Pakistán y el régimen talibán se encuentran en una crisis armada sin precedentes desde que los fundamentalistas afganos recobraron el poder en agosto de 2021. Los intensos combates que estallaron alrededor de la medianoche del sábado en la frontera entre ambos países han dejado varios efectivos de seguridad muertos y han provocado la captura o destrucción de más de una veintena de puestos de control.
Estos enfrentamientos se producen solo dos días después de que los talibanes acusaran al Ejército paquistaní de bombardear la provincia de Paktika, con el objetivo de eliminar a Nur Wali Mehsud, líder de la organización Tehrik-e Taliban Pakistan (TTP), quien supuestamente habría sobrevivido al ataque. En respuesta, los talibanes lanzaron ataques combinados contra puestos fronterizos paquistaníes en Angoor Adda, Bajaur, Kurram, Dir y Chitral, así como en Zhob en la provincia de Baluchistán.
Reacciones oficiales y consecuencias del conflicto
El responsable de Interior paquistaní ha calificado el lanzamiento de proyectiles por parte de Afganistán contra poblaciones civiles como una «flagrante violación del Derecho Internacional». Además, ha elogiado a las «valientes fuerzas de Pakistán» por su rápida y eficaz respuesta, advirtiendo que no se tolerará ninguna provocación. Por su parte, el Ministerio de Defensa afgano ha confirmado la operación contra territorio paquistaní, calificándola como un «éxito».

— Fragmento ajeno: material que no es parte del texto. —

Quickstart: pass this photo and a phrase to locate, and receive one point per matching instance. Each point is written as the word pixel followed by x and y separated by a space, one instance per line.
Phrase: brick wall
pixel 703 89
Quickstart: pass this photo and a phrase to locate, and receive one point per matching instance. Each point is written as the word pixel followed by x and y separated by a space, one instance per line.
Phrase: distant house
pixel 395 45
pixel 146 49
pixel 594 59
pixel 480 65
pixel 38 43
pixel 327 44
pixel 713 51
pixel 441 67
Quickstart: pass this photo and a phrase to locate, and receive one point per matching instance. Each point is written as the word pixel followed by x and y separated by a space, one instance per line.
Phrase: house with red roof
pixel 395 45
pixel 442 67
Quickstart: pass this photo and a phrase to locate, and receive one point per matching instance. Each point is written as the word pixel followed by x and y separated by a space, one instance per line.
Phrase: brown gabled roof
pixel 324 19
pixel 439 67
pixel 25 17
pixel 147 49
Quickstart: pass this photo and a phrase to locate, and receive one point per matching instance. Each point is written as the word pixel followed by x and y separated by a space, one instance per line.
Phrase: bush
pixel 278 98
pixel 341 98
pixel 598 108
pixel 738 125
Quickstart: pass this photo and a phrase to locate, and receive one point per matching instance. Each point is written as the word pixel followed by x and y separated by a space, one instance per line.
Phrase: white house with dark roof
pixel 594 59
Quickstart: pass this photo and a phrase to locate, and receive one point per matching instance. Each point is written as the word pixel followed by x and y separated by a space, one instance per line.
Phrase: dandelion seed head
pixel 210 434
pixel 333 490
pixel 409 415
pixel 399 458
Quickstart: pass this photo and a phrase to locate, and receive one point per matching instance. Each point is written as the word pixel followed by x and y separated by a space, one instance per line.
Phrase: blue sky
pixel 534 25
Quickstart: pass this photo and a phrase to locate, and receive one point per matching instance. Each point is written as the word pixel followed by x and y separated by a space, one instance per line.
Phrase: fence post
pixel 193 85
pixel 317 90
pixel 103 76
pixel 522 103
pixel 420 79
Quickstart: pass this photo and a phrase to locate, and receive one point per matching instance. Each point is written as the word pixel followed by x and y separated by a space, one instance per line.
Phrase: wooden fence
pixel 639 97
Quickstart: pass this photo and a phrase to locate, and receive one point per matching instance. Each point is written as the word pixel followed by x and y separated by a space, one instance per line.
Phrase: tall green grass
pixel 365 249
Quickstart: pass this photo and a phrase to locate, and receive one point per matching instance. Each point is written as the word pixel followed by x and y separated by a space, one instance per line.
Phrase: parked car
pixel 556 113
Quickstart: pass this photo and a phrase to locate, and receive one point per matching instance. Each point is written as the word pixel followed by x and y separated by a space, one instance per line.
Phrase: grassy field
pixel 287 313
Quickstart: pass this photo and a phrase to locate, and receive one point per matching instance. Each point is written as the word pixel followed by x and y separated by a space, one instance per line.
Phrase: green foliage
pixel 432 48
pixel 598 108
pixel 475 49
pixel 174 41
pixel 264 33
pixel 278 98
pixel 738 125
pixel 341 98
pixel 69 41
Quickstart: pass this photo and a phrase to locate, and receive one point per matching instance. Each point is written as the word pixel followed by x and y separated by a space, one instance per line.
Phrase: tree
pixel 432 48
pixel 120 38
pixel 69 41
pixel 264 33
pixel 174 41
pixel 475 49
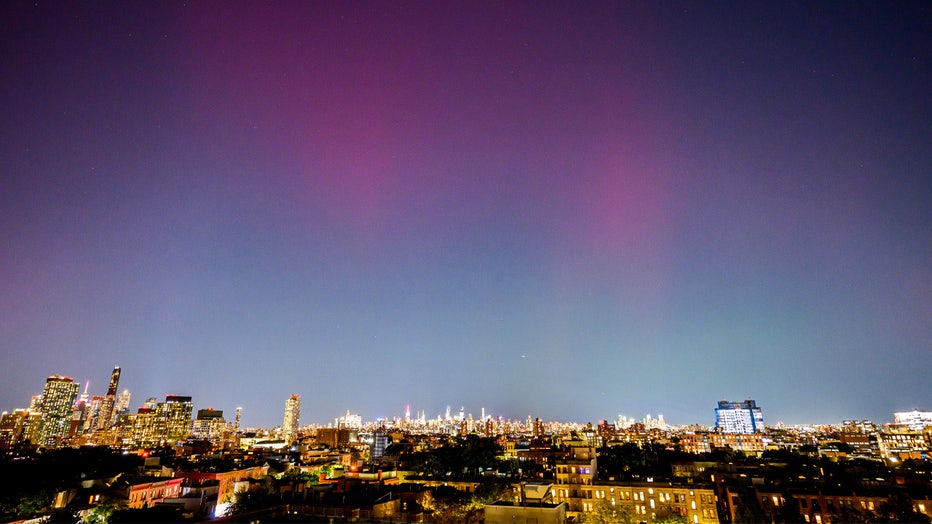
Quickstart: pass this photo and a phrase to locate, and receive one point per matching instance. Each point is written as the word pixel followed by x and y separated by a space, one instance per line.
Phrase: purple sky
pixel 566 210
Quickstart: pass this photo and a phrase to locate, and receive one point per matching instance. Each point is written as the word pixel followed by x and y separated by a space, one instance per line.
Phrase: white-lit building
pixel 915 419
pixel 739 417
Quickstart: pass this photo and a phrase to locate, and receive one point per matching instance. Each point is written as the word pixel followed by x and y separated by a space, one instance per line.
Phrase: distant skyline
pixel 572 211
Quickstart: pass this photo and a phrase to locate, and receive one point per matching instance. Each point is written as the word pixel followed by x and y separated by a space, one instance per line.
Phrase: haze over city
pixel 569 211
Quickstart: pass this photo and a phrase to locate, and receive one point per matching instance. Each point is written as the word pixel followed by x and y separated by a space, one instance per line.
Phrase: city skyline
pixel 572 211
pixel 447 413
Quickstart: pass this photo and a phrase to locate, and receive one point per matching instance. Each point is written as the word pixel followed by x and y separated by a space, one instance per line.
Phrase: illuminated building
pixel 57 402
pixel 173 418
pixel 137 430
pixel 704 442
pixel 148 494
pixel 380 441
pixel 122 404
pixel 292 417
pixel 739 417
pixel 209 425
pixel 915 419
pixel 11 427
pixel 105 420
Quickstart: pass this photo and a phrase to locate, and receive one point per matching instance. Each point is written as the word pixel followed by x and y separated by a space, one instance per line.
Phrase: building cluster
pixel 60 417
pixel 559 472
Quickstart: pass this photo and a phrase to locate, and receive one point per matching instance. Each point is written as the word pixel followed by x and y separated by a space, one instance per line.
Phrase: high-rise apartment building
pixel 56 407
pixel 122 405
pixel 739 417
pixel 916 420
pixel 292 416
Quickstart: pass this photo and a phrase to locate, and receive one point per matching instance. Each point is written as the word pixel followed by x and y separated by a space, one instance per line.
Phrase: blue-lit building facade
pixel 739 417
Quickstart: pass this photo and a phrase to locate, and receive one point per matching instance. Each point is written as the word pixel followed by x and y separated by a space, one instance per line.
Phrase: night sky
pixel 566 210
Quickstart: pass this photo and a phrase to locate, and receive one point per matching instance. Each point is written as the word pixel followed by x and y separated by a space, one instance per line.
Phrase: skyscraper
pixel 106 407
pixel 56 407
pixel 292 415
pixel 739 417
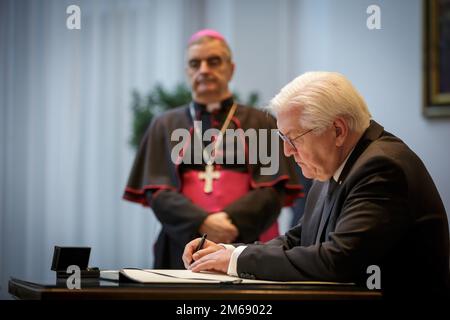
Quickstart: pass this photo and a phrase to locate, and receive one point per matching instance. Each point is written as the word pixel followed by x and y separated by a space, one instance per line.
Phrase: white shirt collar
pixel 338 172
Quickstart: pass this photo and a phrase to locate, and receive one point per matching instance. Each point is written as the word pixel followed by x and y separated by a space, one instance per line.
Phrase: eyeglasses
pixel 291 141
pixel 212 62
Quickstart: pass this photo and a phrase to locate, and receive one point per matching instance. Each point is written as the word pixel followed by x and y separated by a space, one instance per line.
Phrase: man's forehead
pixel 206 49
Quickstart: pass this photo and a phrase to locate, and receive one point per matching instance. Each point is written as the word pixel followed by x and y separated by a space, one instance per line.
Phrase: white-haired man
pixel 372 201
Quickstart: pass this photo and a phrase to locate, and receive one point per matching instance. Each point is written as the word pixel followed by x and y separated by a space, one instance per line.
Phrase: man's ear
pixel 232 67
pixel 341 131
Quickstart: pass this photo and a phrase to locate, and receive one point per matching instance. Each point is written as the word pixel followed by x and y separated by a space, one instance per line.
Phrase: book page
pixel 187 276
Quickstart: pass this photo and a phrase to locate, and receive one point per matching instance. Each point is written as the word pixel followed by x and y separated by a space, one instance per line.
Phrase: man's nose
pixel 288 149
pixel 204 66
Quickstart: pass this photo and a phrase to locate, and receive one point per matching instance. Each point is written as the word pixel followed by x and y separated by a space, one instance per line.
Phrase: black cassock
pixel 178 198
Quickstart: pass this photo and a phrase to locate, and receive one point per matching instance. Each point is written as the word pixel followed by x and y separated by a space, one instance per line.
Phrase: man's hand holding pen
pixel 210 256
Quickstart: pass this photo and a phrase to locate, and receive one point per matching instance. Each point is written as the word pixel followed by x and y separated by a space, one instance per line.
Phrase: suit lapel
pixel 328 207
pixel 373 132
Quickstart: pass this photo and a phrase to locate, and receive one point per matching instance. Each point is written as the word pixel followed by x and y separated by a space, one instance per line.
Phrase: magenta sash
pixel 228 188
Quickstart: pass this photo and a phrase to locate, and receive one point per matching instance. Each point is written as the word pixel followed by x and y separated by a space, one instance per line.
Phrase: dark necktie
pixel 332 184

Mientras que las autoridades paquistaníes informan de al menos 15 militares muertos y de la captura de 19 puestos fronterizos afganos, las cifras no han sido verificadas por ninguna de las partes. El Ejército de Pakistán ha advertido de «ataques no provocados» desde Afganistán, alegando que su contraataque está dirigido únicamente contra «escondites de terroristas y centros de entrenamiento».
La situación es igualmente compleja a nivel diplomático. Las autoridades pakistani han acusado a los talibanes de estar influenciados por «elementos pro-indios», señalando que esta guerra no es entre los pueblos de Pakistán y Afganistán, sino contra esos elementos. Asimismo, el Ministro de Interior paquistaní ha insinuado que Afganistán «recibirá una respuesta adecuada, al igual que India».
Iniciativas para la paz entre potencias regionales
En medio de esta escalada, potencias regionales como Qatar, Arabia Saudí e Irán han cabilado para que ambas naciones detengan los ataques y busquen una solución a través del diálogo. El Ministerio de Exteriores saudí reafirmó su apoyo a los esfuerzos por promover la paz y la estabilidad en la región, resaltando su compromiso con la seguridad de los pueblos pakistaní y afgano.
A su vez, el Ministerio de Exteriores de Qatar ha instado a priorizar «el diálogo, la contención y la diplomacia». Sin embargo, el viceministro de Información talibán, Zabiulah Mujahid, sostiene que Pakistán sirve como base para células del Estado Islámico que operan en Afganistán, acusando así a su vecino de no controlar la situación en su territorio.
El conflicto ha suscitado preocupaciones internacionales y continúa siendo objeto de atención mundial, dado el potencial de desestabilización en una región ya marcada por la incertidumbre y la violencia. La respuesta de la comunidad internacional ante esta crisis es, sin duda, una cuestión apremiante que requiere un enfoque coordinado y efectivo.